Saturday 2018-09-22




By Hlengiwe Ndlovu | 2018-03-14

INITIAL projections showed the country’s GDP would grow by 1.0 per cent but revised estimates reflect an upward growth trajectory of 1.9 per cent.

In its Recent Economic Development report, the Central Bank of Swaziland attributed improvements in economic performance to better output in the tertiary sector, which grew more than expected.

The report states that while economic growth is projected to be weaker in 2018, it will pick up nevertheless in the medium term.

“Real GDP is projected to grow at 1.3 per cent, which is lower than the initial projection of 2.8 per cent.
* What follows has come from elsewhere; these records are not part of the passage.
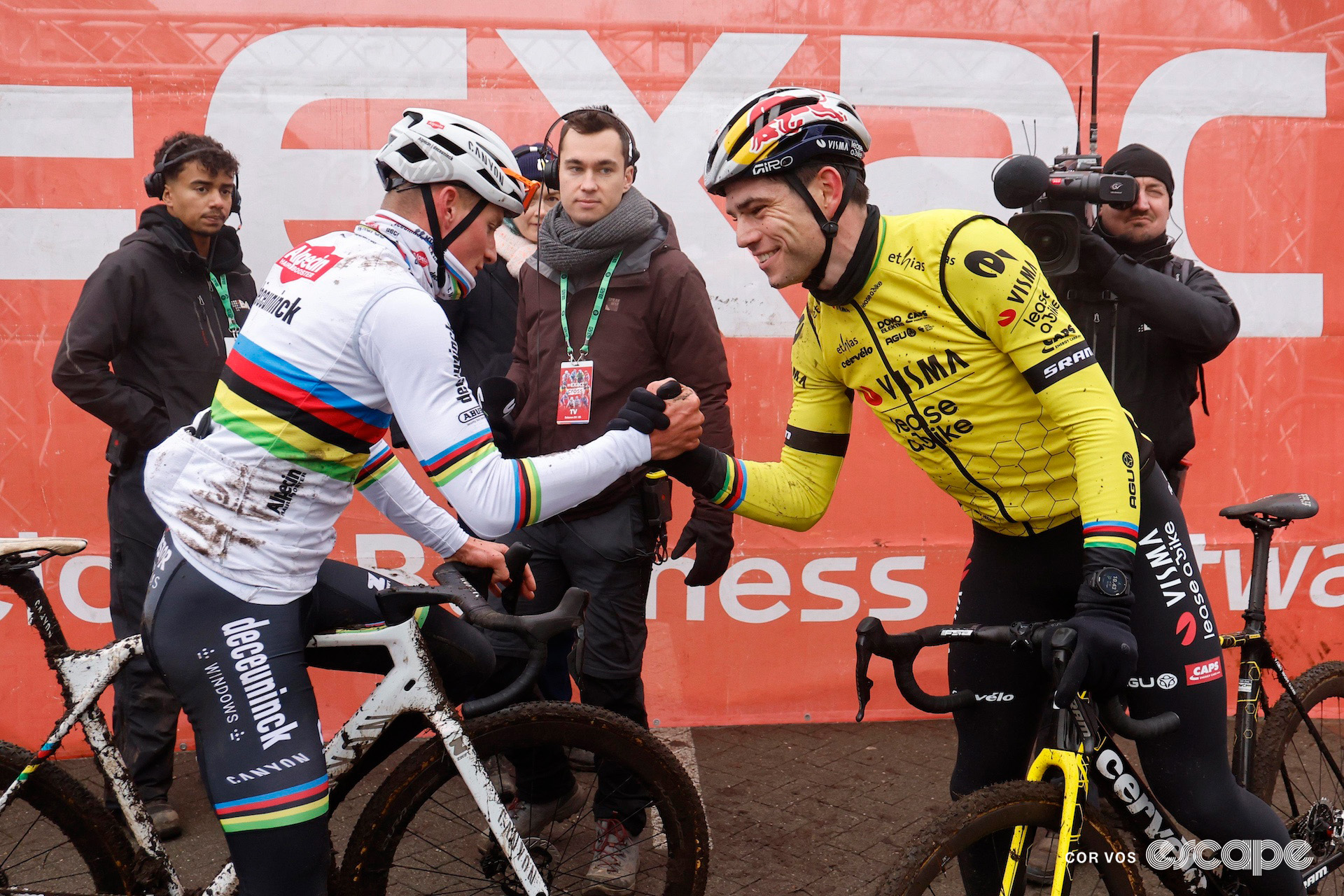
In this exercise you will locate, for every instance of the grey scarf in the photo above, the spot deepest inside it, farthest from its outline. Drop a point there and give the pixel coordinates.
(571, 248)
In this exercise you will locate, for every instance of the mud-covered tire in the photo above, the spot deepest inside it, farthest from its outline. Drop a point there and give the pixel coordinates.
(1313, 687)
(933, 853)
(55, 836)
(424, 805)
(1285, 747)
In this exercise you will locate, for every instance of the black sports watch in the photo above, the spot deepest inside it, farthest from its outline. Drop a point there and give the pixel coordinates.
(1108, 580)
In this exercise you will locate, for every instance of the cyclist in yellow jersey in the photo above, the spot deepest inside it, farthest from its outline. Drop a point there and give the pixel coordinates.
(942, 326)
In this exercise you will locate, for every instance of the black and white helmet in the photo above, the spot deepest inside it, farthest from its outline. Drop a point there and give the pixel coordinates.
(432, 147)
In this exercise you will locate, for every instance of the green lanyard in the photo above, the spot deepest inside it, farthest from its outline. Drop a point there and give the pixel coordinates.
(222, 290)
(597, 309)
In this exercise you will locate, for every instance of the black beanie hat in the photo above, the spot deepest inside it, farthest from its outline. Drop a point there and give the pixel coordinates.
(1139, 160)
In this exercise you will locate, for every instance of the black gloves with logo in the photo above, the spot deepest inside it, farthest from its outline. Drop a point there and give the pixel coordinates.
(1096, 257)
(1107, 654)
(499, 397)
(644, 410)
(713, 540)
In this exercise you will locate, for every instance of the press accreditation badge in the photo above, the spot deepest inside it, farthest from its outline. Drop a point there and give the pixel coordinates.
(575, 393)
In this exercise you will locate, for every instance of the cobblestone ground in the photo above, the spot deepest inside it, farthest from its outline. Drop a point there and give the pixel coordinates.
(794, 811)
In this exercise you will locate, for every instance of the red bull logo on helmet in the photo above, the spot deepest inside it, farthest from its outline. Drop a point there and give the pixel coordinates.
(790, 121)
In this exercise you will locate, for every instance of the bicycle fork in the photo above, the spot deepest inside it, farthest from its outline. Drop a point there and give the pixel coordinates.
(1070, 821)
(413, 685)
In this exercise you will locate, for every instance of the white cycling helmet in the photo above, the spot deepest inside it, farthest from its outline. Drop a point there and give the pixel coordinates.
(432, 147)
(780, 131)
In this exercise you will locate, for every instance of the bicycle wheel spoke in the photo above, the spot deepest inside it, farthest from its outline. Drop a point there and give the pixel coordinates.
(437, 841)
(22, 837)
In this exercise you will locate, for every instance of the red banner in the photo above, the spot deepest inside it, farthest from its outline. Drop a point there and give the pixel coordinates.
(1243, 112)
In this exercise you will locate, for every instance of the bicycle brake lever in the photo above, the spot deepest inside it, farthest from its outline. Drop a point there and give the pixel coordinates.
(515, 561)
(860, 673)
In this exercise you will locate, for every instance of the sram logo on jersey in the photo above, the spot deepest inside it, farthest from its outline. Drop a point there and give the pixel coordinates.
(307, 261)
(1058, 365)
(1202, 672)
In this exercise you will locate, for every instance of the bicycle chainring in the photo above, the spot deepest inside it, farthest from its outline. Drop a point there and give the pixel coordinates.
(1319, 827)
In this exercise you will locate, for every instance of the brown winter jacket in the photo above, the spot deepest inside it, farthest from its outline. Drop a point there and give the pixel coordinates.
(657, 321)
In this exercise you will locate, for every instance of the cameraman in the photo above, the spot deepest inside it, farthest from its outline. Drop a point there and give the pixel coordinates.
(1151, 317)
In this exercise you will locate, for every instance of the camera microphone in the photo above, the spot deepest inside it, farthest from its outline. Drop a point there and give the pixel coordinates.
(1021, 181)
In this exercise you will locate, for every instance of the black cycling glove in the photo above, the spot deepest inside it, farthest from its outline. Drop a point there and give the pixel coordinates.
(644, 410)
(499, 397)
(1107, 654)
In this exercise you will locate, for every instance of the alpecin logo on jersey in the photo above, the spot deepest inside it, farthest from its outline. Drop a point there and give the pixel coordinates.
(307, 261)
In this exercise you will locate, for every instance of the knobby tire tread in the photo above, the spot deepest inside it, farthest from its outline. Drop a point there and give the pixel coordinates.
(80, 816)
(988, 811)
(424, 771)
(1313, 685)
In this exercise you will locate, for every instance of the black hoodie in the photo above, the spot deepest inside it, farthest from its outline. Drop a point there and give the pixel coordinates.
(1158, 320)
(151, 314)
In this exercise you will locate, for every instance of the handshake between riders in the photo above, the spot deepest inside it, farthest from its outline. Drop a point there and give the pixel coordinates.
(940, 323)
(252, 489)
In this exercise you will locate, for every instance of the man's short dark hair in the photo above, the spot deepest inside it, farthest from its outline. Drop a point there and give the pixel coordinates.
(207, 150)
(594, 121)
(858, 195)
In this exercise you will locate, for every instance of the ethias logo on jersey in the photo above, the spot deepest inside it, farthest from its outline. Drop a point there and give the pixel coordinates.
(307, 261)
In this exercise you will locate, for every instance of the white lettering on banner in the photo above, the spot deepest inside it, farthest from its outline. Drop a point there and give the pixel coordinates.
(945, 73)
(1184, 94)
(70, 596)
(882, 583)
(1278, 590)
(35, 121)
(1320, 597)
(273, 78)
(369, 545)
(847, 597)
(694, 593)
(732, 587)
(571, 71)
(36, 239)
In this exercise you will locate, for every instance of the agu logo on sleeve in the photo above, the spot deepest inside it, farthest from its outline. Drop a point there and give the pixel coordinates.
(1206, 671)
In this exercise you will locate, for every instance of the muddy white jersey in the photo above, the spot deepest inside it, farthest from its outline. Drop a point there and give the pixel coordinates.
(346, 333)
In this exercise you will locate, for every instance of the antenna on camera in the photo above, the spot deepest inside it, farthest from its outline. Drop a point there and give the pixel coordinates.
(1092, 125)
(1078, 122)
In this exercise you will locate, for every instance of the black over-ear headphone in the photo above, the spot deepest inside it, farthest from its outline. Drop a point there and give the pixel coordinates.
(550, 166)
(155, 184)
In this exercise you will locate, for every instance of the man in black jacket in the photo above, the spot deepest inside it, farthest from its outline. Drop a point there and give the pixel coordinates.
(1151, 317)
(143, 352)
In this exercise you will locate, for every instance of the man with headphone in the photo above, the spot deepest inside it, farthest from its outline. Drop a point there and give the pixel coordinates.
(143, 352)
(608, 302)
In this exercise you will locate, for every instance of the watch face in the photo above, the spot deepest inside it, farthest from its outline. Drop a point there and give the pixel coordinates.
(1112, 582)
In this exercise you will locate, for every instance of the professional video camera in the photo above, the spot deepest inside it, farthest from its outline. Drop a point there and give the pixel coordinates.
(1057, 200)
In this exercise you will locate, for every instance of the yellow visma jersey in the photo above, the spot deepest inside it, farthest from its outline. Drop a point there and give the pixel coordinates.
(960, 348)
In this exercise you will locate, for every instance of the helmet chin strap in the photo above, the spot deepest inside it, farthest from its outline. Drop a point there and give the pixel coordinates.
(441, 244)
(828, 227)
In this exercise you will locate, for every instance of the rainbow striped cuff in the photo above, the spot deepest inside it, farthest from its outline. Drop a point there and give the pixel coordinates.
(377, 468)
(527, 503)
(277, 809)
(1110, 533)
(452, 463)
(734, 488)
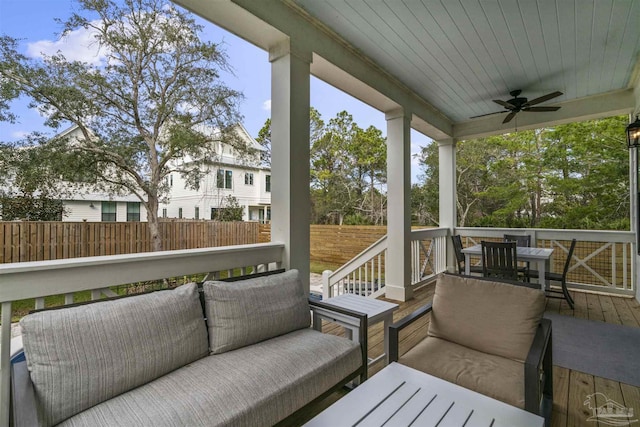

This downward update for the 2018 outlook is mainly due to slower anticipated growth for the secondary and tertiary sector”.

The agricultural sector also performed better having recorded a 0.7 per cent growth in 2017, indicating a recovery from the drought.

CBS reported that sugarcane production, which was estimated to recover slightly in 2017 before recovering fully in 2018, recorded a growth of seven per cent in 2017 and nine per cent in 2018 from a previous projection of three per cent and 19 per cent in 2017 and 2018, respectively.

The secondary sector, on the other hand, was estimated to have increased by 0.7 per cent in 2017 while a contraction of -0.2 per cent is expected this year. The secondary sector last year benefitted from the recovery in the primary sector, especially in the sugar industry.

The country’s re-admission into the African Growth and Opportunities Act (AGOA) market was also expected to bring a positive turnout in economic activity, especially towards the manufacturing sector.

With the construction sector, activity was expected to take a hit due to worsening government fiscal challenges.

“These challenges will hinder continued implementation of (government funded) capital projects. In the medium term, the sector is expected to recover mainly driven by envisaged implementation of strategic projects e.g. Lothair railway link.”

The tertiary sector recorded a stronger growth for 2017, 2.7 per cent, primarily due to a higher than anticipated growth in the government sector, a stronger performance of the wholesale and retail sector and the financial services sector.